Contrary to what Rich is saying, I have been sharpening plane irons and chisels on my 8" bench grinder for years. Important to keep the steel cool, so have water nearby and cool often. The round surface works for you in that it gives a concave grind to the tool. From grinder to stones or sandpaper or whatever you use for honing.

I built a real simple gizmo out of timber. Guess I'll have to post it!


----------



## UncleSnail (Jan 28, 2010)

I agree with Div. It is advantageous to initially grind the angle side of the plane blade. You will probably have to make a jig for the desired angle. An initial and then an occasional grinding establishes and maintains a hollowed area on the angle side (the radius of your grinding wheel). This gains you three advantages: 1. The hollow decreases the friction of the shaving as it passes over the blade thus aiding the chip breaker to do its job more efficiently. 2. It facilitates the final sharpening/polishing on your wet stones because only two small areas (the tip and rear on the angle area) actually make contact with the stones. And 3, as mentioned in step two, it facilitates maintaining the correct angle thus eliminating the possibility of a rounded face.

As far as a grinding jig, I have as yet found one. A friend made his out of sturdy aluminum and it works great. His plate angle is adjustable. My jig is made from hard maple and is not adjustable. I have two #5 jack planes and I maintain a 30 degree angle on both.
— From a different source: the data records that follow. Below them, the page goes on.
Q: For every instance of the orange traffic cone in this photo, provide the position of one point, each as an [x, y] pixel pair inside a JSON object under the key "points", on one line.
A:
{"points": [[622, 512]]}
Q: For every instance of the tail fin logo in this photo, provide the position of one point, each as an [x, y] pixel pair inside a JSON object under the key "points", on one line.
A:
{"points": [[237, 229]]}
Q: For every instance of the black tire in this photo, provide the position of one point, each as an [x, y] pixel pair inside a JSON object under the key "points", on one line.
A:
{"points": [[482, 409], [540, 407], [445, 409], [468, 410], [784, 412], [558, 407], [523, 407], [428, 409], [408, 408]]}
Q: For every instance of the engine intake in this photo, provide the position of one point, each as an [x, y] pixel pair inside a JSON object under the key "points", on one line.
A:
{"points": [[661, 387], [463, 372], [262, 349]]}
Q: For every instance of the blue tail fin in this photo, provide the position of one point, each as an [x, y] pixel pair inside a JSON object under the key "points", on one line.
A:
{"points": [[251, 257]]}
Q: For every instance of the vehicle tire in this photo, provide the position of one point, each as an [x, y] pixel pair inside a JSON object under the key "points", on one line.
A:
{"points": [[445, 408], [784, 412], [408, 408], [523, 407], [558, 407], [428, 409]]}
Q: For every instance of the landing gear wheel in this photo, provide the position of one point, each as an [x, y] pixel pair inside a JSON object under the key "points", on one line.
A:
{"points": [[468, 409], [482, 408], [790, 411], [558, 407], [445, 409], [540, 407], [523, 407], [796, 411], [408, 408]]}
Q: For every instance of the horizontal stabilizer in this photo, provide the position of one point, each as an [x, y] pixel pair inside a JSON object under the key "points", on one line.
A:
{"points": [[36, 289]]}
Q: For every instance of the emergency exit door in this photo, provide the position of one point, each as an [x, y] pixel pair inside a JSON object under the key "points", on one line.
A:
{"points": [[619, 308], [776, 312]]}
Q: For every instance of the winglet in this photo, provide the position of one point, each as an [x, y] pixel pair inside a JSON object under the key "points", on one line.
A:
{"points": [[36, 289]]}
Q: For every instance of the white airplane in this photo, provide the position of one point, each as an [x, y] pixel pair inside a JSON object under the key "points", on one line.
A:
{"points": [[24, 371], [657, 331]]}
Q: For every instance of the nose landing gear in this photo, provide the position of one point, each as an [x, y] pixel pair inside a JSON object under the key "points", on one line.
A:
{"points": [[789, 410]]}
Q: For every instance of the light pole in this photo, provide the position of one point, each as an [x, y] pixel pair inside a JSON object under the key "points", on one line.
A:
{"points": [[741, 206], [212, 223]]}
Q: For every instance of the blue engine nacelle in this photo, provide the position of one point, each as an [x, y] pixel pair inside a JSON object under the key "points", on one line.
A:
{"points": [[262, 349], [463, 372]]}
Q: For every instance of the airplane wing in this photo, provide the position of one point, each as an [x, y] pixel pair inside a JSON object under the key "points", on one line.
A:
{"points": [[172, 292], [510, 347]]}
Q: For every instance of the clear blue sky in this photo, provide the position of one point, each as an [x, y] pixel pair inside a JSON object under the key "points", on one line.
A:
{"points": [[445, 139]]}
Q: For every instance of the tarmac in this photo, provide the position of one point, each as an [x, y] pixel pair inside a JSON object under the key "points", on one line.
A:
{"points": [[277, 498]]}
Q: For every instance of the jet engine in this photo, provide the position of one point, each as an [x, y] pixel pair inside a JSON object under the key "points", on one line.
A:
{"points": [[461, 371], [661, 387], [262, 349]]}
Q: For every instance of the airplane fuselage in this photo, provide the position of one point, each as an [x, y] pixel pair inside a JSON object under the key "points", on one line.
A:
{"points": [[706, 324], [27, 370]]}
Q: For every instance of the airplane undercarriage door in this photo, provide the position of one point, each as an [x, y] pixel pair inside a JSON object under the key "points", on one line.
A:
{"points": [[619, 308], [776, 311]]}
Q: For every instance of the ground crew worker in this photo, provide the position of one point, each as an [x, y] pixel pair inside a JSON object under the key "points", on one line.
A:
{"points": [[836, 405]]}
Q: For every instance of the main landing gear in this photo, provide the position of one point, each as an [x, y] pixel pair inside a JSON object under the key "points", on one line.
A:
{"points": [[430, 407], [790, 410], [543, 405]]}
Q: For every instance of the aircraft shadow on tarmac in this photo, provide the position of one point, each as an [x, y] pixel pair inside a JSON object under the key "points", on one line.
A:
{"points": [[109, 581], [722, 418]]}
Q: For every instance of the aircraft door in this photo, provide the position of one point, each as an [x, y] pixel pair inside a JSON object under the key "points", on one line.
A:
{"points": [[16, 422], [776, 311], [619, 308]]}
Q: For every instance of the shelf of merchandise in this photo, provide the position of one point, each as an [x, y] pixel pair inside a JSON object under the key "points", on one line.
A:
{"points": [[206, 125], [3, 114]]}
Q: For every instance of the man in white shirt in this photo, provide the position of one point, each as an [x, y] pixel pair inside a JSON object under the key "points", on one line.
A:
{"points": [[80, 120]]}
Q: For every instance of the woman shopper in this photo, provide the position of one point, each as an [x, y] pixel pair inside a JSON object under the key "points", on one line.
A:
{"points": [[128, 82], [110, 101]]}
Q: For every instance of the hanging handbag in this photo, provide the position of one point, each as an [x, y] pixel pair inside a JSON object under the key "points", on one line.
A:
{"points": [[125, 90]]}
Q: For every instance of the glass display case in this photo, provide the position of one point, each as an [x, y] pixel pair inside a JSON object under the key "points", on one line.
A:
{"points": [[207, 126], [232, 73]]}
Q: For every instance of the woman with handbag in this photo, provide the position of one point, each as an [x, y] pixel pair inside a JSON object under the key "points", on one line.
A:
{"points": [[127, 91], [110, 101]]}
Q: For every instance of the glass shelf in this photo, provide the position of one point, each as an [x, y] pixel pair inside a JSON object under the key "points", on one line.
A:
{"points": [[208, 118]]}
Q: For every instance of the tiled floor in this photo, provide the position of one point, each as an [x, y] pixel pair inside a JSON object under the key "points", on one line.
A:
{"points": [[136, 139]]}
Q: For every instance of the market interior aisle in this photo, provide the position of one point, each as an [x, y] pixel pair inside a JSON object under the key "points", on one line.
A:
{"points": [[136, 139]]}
One is set to a slightly thicker cut and the other Jack is my smoother. No sanding required.


----------



## UncleSnail (Jan 28, 2010)

Update for George: I found a great bench grinder jig through highlandwoodworking.com. They are also available at the Woodcraft stores. The manufacturer is Veritas. Their products are excellent quality. This particular jig is sturdy, hefty metal and works like a charm. Just google Veritas George.

On another note, if your plane iron bevel face is at the correct angle and is not too marred, then I would suggest you not take it to the grinder. Instead, hone a micro bevel a few degrees steeper on to the bevel edge. The very edge, say a 1/16th in, is really all you need on an iron. Then hone a 1 degree micro angle onto the straight back. A good way of doing this is to rest the rear of the iron on a 20 thousandth metal ruler and hone the tip of the back down. Hardly noticeable but very effective. 'Save you a bunch of time and the results are excellent. I know it appears that I have contradicted myself but this last is more of an add-on. I assumed from your original comments that your bevel angle was trashed. So, if it isn't, then leave it alone. You run the risk of losing your iron's temper plus possibly running into a hornet's nest.

Hope this helps.
Dale


----------



## groland (Jan 21, 2009)

Dale,

Thanks a lot for this information. In the meantime, I have actually purchased one of the Veritas jigs you mentioned. It is an excellent tool. You can clamp the iron into any angle you want in relation to the grinding wheel and then slide it securely left and right, maintaining the exact honing angle you are after. Cambering, micro-bevels and so on can be achieved on flattened water stones afterwards.

George


----------



## UncleSnail (Jan 28, 2010)

Your welcome George.


----------



## mvilares (Jun 21, 2013)

I wouldn't advise a bench grinder for plane irons unless you are wanting a hollow grind due to the curvature of the grinding wheels. I use a granite stone with sandpaper or flat diamond stones and this gives me perfectly flat bottoms and I use a jig for the angle. This jig in particular in case you are interested:

http://www.amazon.com/General-Tools-Chisel-Plane-Sharpener/dp/B00004T7PB/ref=sr_1_1?ie=UTF8&qid=1371864059&sr=8-1&keywords=plane+sharpener+jig


----------